Mexican architect Tatiana Bilbao, who was born in Mexico City in 1972, considers the house for Gabriel Orozco a turning point in her career. Prior to this epiphany Bilbao had gone about her work the way she had learned at university. Her motto: Anything can be built anywhere, using any material, said the architect in an interview for Baunetz Florian Heilmeyer. In view of the remote location at the Pacific coast of Mexico and how hard it was to reach the building site, Bilbao decided to rely on local materials and employ customary construction principles.

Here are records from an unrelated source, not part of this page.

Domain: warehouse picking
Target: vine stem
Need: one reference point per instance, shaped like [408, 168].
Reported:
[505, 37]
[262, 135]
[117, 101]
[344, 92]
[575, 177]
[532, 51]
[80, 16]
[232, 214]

Bilbao’s take on the genius loci
After this project nothing was the same for the architect. The experience meant that Bilbao now looked to the location to inspire and define her architectural output. And she grasps location not in the sense of it being limited to the immediate environment, but extending to include the knowledge specific to the local residents, their working techniques and above all the local construction materials. All these now serve as the basis for her design process.
In the case of “Casa Ajijic”, the residential home in Jalisco in West Mexico, her investigation of local conditions prompted her to opt for tamped concrete as the main building material. Concrete would have been too expensive for this project, the local wood too brittle. “The tamped mixture of earth and cement, on the other hand, is a load-bearing structure, insulation and wall finish all rolled into one,” says Tatiana Bilbao, explaining her choice of material, to Florian Heilmeyer.

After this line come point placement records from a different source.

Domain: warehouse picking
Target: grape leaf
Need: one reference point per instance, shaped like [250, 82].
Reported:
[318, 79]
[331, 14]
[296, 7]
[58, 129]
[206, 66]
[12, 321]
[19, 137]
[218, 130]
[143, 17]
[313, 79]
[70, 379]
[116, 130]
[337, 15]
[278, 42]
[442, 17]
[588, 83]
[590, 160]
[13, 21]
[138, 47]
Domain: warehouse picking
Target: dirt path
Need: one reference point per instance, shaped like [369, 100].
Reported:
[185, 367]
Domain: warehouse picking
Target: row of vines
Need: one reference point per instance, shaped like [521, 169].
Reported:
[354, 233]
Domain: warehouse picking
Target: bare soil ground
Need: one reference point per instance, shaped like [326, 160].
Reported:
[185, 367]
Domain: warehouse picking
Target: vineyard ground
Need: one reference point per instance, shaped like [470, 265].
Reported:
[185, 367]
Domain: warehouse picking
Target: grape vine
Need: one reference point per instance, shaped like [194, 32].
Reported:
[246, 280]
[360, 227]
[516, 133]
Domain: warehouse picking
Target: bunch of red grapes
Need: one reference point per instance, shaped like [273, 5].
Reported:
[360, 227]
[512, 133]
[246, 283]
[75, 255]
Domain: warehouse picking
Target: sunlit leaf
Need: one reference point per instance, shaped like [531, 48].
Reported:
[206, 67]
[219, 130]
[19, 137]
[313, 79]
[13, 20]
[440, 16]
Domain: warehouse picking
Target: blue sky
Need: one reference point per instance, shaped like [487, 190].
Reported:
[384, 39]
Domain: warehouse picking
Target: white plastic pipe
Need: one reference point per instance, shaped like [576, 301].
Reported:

Green patina – yes please!
The “Jardín Botanico” in Culiacán, a town in the state of Sinaloa in Northwest Mexico, stands testimony to the architect’s highly sensitive and visual approach. Here, Bilbao envisaged the notion of an intricate system of paths through the grounds. The trails are lined by 16 pavilions, destined to augment the quality of the botanical gardens in the heart of the city – making the urban park more attractive with additional offerings. The small pavilions accommodate learning spaces, special exhibitions, and an auditorium. The buildings were commissioned this year, but their façades are destined to change over time. According to Bilbao the pavilions’ outer skins will develop a green patina as a result of humidity, thus blending in with the landscape.
In designing her buildings, Tatiana Bilbao draws on her knowledge of the particular place in which the structure will stand. The way she sees it, good quality architecture relies on the people who create it along with the materials and techniques they are familiar with. Bilbao’s architecture is defined by contemporary buildings that celebrate, and never deny, tradition.